The few other studies on the long-term effects of ADHD medication show conflicting results, the authors note. The Multimodal Treatment Study of Children With ADHD, for instance, found that 6 years after enrollment in the trial, medical management was associated with a transient increase in the prevalence of anxiety and depression.

And although one cohort study showed adult ADHD to be associated with a high rate of substance abuse, another showed that treatment with ADHD simulant medication in childhood may decrease this risk in later life.

The fact that ADHD diagnoses have sharply increased in recent years raises the added concern that some patients who are being treated with methylphenidate may not even be correctly diagnosed, said Dr Reneman.

"Our results call for a tighter regulation of ADHD diagnoses and more careful patient selection, as an increasing number of children are being treated with methylphenidate."

Unanswered Questions

Mark A. Stein, PhD, professor of psychiatry and behavioral medicine at the University of Washington and director of the PEARL Clinic and ADHD/Related Disorders Program at Seattle Children's Hospital, in Washington, agreed that the findings leave unanswered questions in terms of clinical implications.

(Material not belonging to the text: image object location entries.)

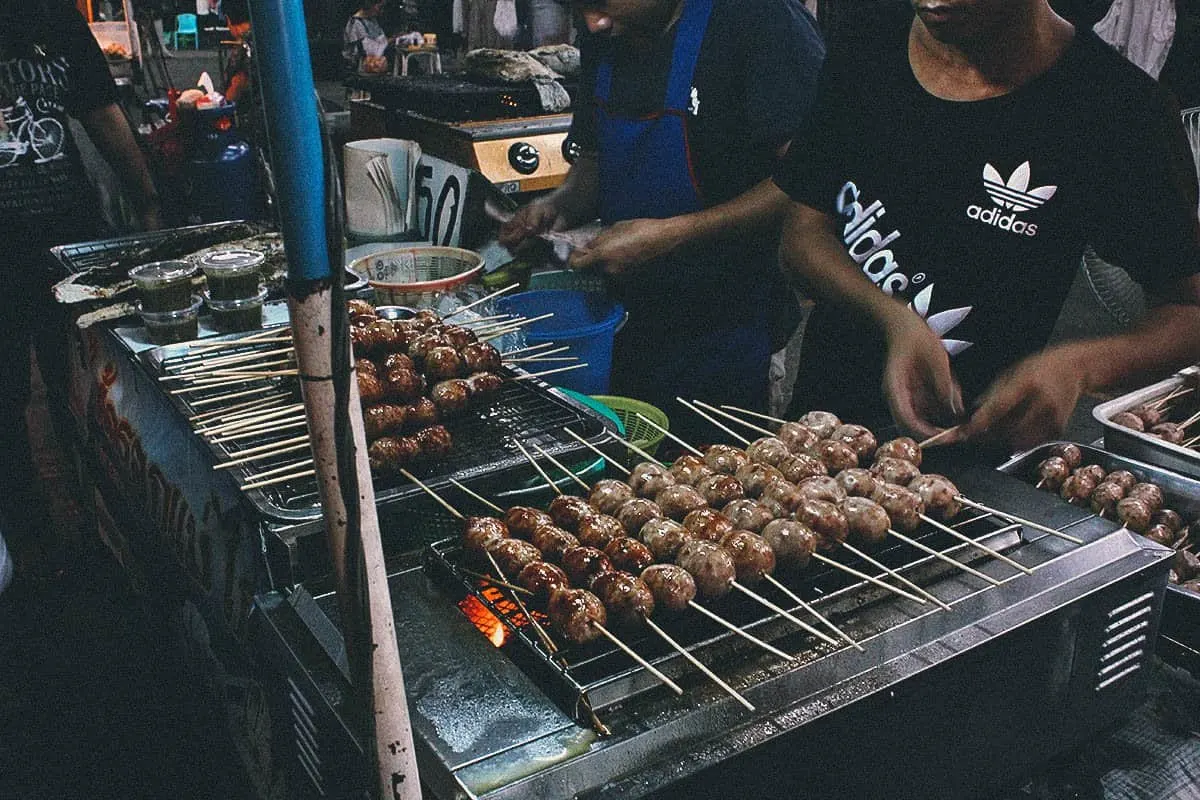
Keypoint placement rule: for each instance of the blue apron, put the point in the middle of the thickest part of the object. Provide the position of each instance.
(646, 172)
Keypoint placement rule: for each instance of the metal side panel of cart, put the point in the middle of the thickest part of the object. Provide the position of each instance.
(939, 704)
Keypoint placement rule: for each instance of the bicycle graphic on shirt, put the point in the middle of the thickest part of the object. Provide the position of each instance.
(24, 132)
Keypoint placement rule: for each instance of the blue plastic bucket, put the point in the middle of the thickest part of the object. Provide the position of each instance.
(586, 322)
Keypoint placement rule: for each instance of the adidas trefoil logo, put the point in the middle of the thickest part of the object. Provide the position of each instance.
(1015, 192)
(943, 322)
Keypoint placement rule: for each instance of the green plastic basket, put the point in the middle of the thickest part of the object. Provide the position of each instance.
(637, 431)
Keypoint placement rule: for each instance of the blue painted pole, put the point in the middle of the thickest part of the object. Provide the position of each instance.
(289, 100)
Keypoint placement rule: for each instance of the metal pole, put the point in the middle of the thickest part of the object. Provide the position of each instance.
(330, 394)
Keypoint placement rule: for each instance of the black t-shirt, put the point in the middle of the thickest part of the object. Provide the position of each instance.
(977, 212)
(51, 68)
(755, 80)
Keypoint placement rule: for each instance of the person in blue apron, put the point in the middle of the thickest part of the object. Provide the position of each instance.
(684, 109)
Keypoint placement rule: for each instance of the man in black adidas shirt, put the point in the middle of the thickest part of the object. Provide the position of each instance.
(683, 112)
(955, 164)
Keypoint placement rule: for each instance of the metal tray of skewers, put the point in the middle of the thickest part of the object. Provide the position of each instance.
(269, 453)
(1158, 423)
(1180, 629)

"It is unclear if slight changes in cerebral blood flow in certain brain regions are clinically significant, since improvement does not persist after medications are discontinued," he told Medscape Medical News.

He speculated that the differences in clinical improvement may relate to adults' ability to express their improvement.

"Perhaps after several months of stimulant treatment and improvement, adults may differ in their ability to develop compensatory skills and perceive lasting improvement when things are going well and that affects their self-report of improvement, unlike children."

Dr Stein noted similar challenges with regard to previous studies of the differing effects of ADHD drugs on children and adults.

"It has been demonstrated in meta-analyses that that are larger effects of stimulants on ADHD symptoms in children than in adults, although this is confounded by measurement issues ― that is, parent and teacher ratings are used for children, and self-ratings are frequently used in adults."

The study received funding from the Academic Medical Center, University of Amsterdam, and by a grant from the European Research Area Network Priority Medicines for Children (Sixth Framework Programme). Study coauthor Wiro J. Niessen, PhD, is cofounder, shareholder, and part-time scientific officer of Quantib BV. No other authors have disclosed any relevant financial relationships. Dr Stein is a consultant to Shire and Alcobra Pharmaceuticals and has received research support from Ironshore, Pfizer, and Shire.